Saint François d’Assise

Le défaut de ne pas être généreux

Quand on n’a pas cette vertu de perfection, on rencontre toujours la situation d’être démuni de tout. On n’a pas non plus la capacité d’accomplir le bien d’autrui et, par conséquent, de progresser spirituellement.

Le Bouddha a dit : « Celui qui est cupide et avare renaîtra en tant qu’esprit avide après la mort et même s’il obtient une renaissance humaine, il passera sa vie dans la pauvreté. Étant dépourvu de bien-être, il n’aura pas les moyens d’aider les êtres et d’atteindre l’éveil ultime. »

Le bienfait d’être généreux

Quand on a cette vertu de perfection, on peut jouir de conditions favorables et on est heureux dans l’existence. La générosité permet aussi d’apporter le bonheur à nos semblables et de les libérer de la souffrance. Grâce à cela, on peut s’établir fermement sur le chemin spirituel et y conduire les autres. Celui qui pratique la générosité obtiendra des biens immenses, alors que celui qui garde jalousement ses richesses en sera dépossédé.

Celui qui est généreux n’a pas besoin de rechercher une protection contre la misère. A l’inverse, celui qui ne l’est pas doit toujours lutter contre toutes sortes d’afflictions ou de frayeurs. Pour l’un, toutes les formes de jouissances sont illimitées ; pour l’autre, toutes les acquisitions sont très vite épuisées. Il y a un proverbe oriental qui dit : « Tout ce qui n’est pas donné, est perdu ».
En toute circonstance, il faut aussi se rappeler que c’est l’intention qui est toujours plus importante que l ’action elle-même. Mieux vaut donner un petit présent avec une pure intention, qu’un grand don avec une motivation douteuse.

Au moment de la mort

Tout ce que nous expérimentons au moment de la mort est le résultat des actes commis à travers le corps, la parole et l’esprit durant la vie.
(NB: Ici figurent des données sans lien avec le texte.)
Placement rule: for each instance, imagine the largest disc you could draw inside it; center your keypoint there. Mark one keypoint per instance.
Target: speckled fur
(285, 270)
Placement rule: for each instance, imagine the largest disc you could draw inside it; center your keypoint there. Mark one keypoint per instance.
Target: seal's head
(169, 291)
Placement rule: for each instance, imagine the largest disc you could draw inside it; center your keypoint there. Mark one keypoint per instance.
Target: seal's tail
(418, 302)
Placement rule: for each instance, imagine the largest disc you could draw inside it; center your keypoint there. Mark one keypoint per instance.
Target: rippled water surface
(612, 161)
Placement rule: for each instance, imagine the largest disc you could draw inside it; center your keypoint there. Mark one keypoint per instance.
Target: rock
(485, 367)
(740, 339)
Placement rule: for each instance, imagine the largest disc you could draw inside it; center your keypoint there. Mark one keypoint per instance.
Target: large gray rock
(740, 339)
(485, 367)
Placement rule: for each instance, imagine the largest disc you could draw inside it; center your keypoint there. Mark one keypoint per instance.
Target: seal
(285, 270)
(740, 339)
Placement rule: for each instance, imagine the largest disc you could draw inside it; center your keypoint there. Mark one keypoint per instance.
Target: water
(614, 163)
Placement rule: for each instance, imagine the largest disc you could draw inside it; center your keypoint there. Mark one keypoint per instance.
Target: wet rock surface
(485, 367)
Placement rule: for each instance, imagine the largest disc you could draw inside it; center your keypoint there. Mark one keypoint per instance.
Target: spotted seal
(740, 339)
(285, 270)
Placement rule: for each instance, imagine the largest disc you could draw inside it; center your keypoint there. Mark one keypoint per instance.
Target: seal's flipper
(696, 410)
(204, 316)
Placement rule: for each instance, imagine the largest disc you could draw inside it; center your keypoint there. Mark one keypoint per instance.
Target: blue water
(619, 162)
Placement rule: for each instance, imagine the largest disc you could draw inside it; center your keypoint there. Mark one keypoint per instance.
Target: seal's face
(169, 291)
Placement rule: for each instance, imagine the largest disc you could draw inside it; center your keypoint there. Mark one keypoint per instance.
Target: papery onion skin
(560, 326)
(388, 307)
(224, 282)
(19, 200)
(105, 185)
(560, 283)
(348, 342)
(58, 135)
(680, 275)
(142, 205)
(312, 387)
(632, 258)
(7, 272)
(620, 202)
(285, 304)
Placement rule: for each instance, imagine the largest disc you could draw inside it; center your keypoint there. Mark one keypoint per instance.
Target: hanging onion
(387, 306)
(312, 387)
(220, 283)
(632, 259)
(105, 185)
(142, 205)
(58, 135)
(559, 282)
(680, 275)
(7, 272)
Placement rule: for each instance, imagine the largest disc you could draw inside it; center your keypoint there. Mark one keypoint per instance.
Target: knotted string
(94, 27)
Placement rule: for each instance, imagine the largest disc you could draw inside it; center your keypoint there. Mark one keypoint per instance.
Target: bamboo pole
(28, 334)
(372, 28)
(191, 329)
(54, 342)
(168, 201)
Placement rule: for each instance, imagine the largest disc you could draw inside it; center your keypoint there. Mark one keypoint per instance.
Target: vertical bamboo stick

Si nous sommes attachés à nos possessions, cela crée beaucoup de voiles dans la conscience, ce qui a pour effet d’entraver notre liberté dans le passage du Bardo. Si l’on n’a pas créé des conditions bénéfiques durant la vie, on sera impuissant à transformer cette situation à ce moment-là.

A l’inverse, même si quelqu’un a eu des difficultés pendant sa vie, par la pratique du bien, il se trouvera extrêmement fortuné à la fin car il aura rassemblé beaucoup de mérite. Sachant que tous les phénomènes sont illusoires et transitoires, au moment ultime, il faudra se séparer de tout ce que l’on chérissait sur Terre : de nos biens, de nos proches et même de notre propre corps physique. C’est pour cette raison qu’il est conseillé de régler toutes ses affaires personnelles avant de mourir afin de partir l’esprit en paix.

Les trois formes de don : externe, interne et ultime

1) La générosité matérielle qui consiste à aider les personnes en leur donnant tout ce dont elles ont besoin pour vivre : nourriture et boissons, vêtements, logement, médicaments, etc.

2) Le don de protection qui est le fait de protéger et de soigner les êtres de tous les maux physiques ou mentaux.

3) Le don du Dharma qui consiste à partager ses connaissances en diffusant ou en enseignant le chemin spirituel qui mène à la libération de la souffrance et à l’état d’éveil.